La direction territoriale de la police judiciaire (DTPJ) a été chargée de l’enquête. Les investigations doivent permettre d’identifier et interpeller les mis en cause. Leurs motivations restent à déterminer. S’agit-il d’un acte de vengeance après le coup de filet anti-stupéfiants ce lundi, dans le même quartier ? 50 kilos de cannabis ont été saisis et 17 personnes ont été interpellées. Des armes ont aussi été découvertes ainsi que de l’argent liquide. Autre hypothèse : les auteurs pensaient-ils s’en prendre à des dealers rivaux ? La piste menant vers une erreur de cible ne peut pas être totalement écartée. Des policiers de la BAC à Lyon avaient eux aussi été visés par des tirs à La Duchère (9e), fin octobre, ainsi qu’à Marseille à La Bricarde (15e), trois semaines plus tôt.
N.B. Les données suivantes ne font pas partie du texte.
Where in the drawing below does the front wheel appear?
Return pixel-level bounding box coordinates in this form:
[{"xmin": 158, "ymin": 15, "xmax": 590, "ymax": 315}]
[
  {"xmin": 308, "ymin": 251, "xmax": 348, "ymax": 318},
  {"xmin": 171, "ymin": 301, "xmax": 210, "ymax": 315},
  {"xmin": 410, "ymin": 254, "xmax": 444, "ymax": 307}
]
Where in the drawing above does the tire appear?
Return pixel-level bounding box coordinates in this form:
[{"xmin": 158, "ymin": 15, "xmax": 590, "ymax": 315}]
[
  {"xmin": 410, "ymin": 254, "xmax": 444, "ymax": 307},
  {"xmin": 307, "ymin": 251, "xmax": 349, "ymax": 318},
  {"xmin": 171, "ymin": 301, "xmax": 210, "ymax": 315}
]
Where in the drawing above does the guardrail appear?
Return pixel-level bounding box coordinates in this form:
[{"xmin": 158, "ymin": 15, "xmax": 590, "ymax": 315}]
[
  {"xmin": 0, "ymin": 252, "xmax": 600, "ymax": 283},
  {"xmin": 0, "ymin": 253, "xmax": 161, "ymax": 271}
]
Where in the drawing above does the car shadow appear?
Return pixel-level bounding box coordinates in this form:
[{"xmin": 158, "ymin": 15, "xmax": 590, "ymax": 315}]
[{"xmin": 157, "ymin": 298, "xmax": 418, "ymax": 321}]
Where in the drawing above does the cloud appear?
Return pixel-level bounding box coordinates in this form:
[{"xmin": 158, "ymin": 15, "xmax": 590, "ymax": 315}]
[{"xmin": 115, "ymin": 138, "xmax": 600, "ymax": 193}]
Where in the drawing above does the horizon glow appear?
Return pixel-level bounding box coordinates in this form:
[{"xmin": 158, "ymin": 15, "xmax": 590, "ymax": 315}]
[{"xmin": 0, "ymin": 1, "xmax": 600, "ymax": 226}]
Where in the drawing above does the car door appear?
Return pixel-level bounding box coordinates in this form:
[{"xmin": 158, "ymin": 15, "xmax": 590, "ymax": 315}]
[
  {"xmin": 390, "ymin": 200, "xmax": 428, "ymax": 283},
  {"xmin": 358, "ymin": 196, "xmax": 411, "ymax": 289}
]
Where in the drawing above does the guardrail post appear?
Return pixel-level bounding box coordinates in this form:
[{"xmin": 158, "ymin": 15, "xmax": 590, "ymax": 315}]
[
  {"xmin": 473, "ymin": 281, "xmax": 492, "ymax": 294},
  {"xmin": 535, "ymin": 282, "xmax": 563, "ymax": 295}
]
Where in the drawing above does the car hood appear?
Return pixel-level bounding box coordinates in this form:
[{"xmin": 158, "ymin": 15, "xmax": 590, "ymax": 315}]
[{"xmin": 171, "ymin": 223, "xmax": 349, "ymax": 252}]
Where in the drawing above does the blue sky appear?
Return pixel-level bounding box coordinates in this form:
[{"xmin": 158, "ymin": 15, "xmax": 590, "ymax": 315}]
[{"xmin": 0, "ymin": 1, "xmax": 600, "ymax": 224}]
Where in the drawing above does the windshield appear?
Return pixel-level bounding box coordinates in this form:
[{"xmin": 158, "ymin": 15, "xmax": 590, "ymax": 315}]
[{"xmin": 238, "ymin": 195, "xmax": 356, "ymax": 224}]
Les syndicats réclament des renforts

Les syndicats de police n’ont pas tardé à réagir. Alliance Police Nationale réclame dans un communiqué « des renforts rapides, pérenne et surtout conséquents pour Sète », dénonçant « la dangerosité du travail de nuit » et plus particulièrement sur la commune, où « le manque d’effectifs est très alarmant ».

Même son de cloche pour l’Unité SGP Police FO. « Le commissariat de Sète est en souffrance par un manque cruel d’effectifs. Hier, un drame a été évité grâce au professionnalisme et au sang froid des policiers. Nous ne pouvons plus supporter cette situation qui met nos collègues en danger à chaque intervention », prévient l’organisation syndicale dans son communiqué, réclamant des « sanctions pénales fortes » contre « les auteurs de violences à l’égard des forces de l’ordre ».

Un forcené armé interpellé

Quelques heures plus tard durant la nuit, les policiers sont intervenus dans ce même quartier de l’Île-de-Thau pour un homme qui venait de faire feu avec une arme de poing, dans la rue, sans faire de blessé. Le suspect s’est réfugié au 3ème étage d’un immeuble. Un équipage de deux policiers de la BAC est intervenu. Ils ont été renforcés par l’un de leur collègue qui venait de terminer son service précise France 3.

Le forcené, très agressif et énervé, proférait des menaces envers l’un de ses voisins. Il était armé d’un gomme cogne de calibre 12 selon le Métropolitain. Un pistolet à impulsion électrique a été nécessaire pour neutraliser le forcené, qui a été interpellé et placé en garde à vue. « On voit bien que deux fonctionnaires pour une patrouille de nuit, c’est insuffisant et dangereux pour tout le monde », a appuyé Bruno Bartocetti, secrétaire national du syndicat Unité SGP Police FO. La DTPJ de Montpellier est également en charge de cette enquête.